Legislature's Taxation Committee Splits On Mills Proposal To Partially Tax PPP Loans
Members of the Maine Legislature’s taxation committee split three ways in their efforts to reach a recommendation on how the state should conform its tax laws to reflect changes at the federal level.
The issue at the center of the debate is how Maine should tax forgivable loans made to businesses through the federal Paycheck Protection Program. Congress gave loan recipients a double tax break, exempting the income on the forgiven loans and also allowing them to deduct business expenses paid for with that federal money.
Gov. Janet Mills sparked an outcry for initially proposing to only adopt the income tax break. Now, the administration says it wants to also allow the full business expense deduction, but only for loan amounts of $1 million or less.
“A $1 million exemption to everyone who received a PPP loan forgiveness, regardless of the size of the loan, so if you received more than a million, you still get a million dollar exemption," Mike Allen, Associate Commissioner for Tax policy, told the tax committee on Tuesday.
Finance Commissioner Kirsten Figueroa told the committee that the new proposal targets the extra benefit to small businesses, which make up the vast majority of PPP loan recipients in Maine.
“Nearly 99.1% of the PPP loans as getting the double benefit that the federal government has authorized," Figueroa said.
The taxation committee, which is tasked with making a recommendation to the appropriations committee on the issue, got bogged down in a parliamentary squabble over which motion would be voted on first.
Sen. Matt Pouliot, a Republican from Augusta, sought to bring the issue back on track with an asssessment of the politics involved.
“Probably now is a good time to get to brass tacks on this, and for the Republican house members, the reality is the Democrat members of this committee are not going to vote for full conformity,” he said.
And Pouliot was right. Seven of the 13 members, all Democrats, supported the governor’s new plan for partial conformity.

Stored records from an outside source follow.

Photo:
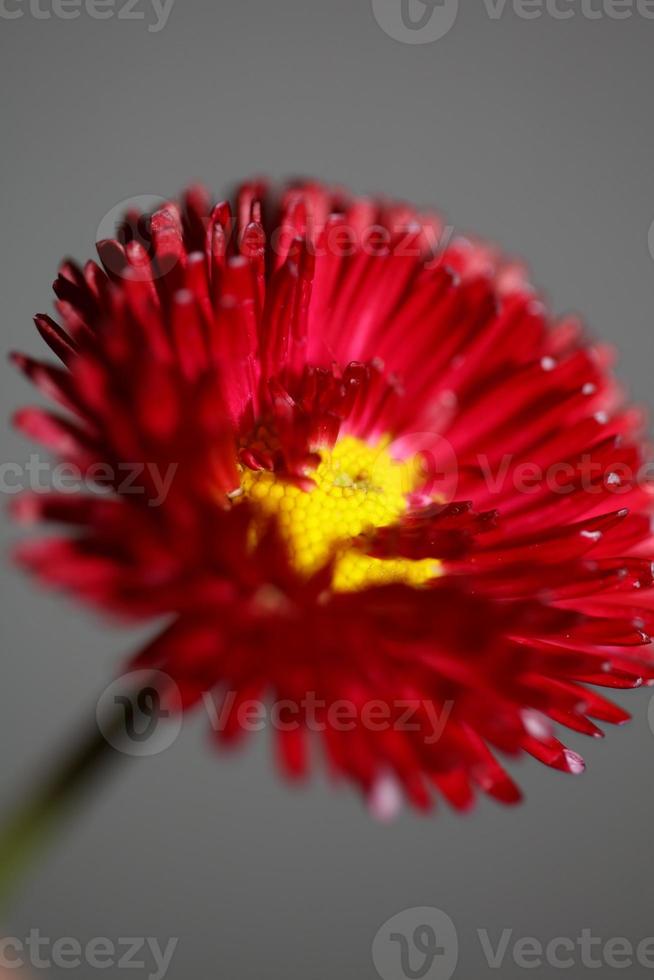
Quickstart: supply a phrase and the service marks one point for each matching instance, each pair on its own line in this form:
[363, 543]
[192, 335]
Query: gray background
[535, 133]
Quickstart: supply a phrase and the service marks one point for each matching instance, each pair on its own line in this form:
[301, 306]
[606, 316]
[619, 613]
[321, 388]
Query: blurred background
[535, 132]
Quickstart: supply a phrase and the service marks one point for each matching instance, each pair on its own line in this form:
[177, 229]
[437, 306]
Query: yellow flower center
[358, 487]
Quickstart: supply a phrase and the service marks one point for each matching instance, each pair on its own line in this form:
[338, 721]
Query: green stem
[28, 830]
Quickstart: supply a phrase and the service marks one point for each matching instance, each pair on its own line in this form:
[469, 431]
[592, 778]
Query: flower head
[370, 480]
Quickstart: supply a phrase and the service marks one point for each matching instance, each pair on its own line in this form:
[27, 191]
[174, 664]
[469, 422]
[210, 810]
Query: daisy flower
[371, 481]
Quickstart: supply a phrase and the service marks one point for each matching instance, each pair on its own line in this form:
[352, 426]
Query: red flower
[370, 480]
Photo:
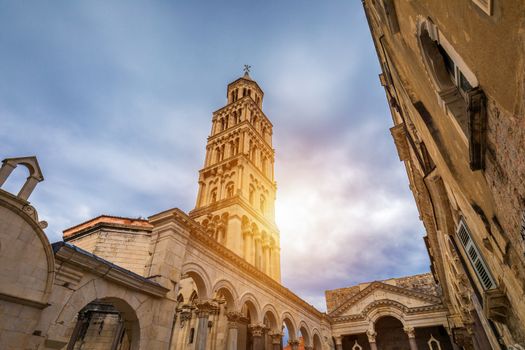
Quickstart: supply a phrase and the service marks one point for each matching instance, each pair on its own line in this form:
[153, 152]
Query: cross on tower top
[246, 69]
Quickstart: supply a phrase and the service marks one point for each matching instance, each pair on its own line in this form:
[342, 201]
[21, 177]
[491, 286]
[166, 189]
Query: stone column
[294, 344]
[339, 342]
[247, 236]
[276, 340]
[266, 256]
[371, 334]
[257, 331]
[204, 309]
[411, 333]
[233, 329]
[186, 314]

Republican Representative Ted Kryzak of Acton then moved to recommend full conformity with the double tax break, and a way to pay for it.
"With the... recommendation that the appropriations and financial affairs committee balance the budget through reductions elsewhere in to fiscal year '21 budget," Kryzak said.
Four Republicans supported that motion.
In the end, the panel split three ways on the issue — between full conformity, the governor’s new plan and a proposal from Sen. Ben Chipman, a Portland Democrat, to reject any state tax breaks on PPP loans and use the revenues raised to assist both businesses and individuals hurt by the pandemic.
The appropriations committee will take up the issue later this week.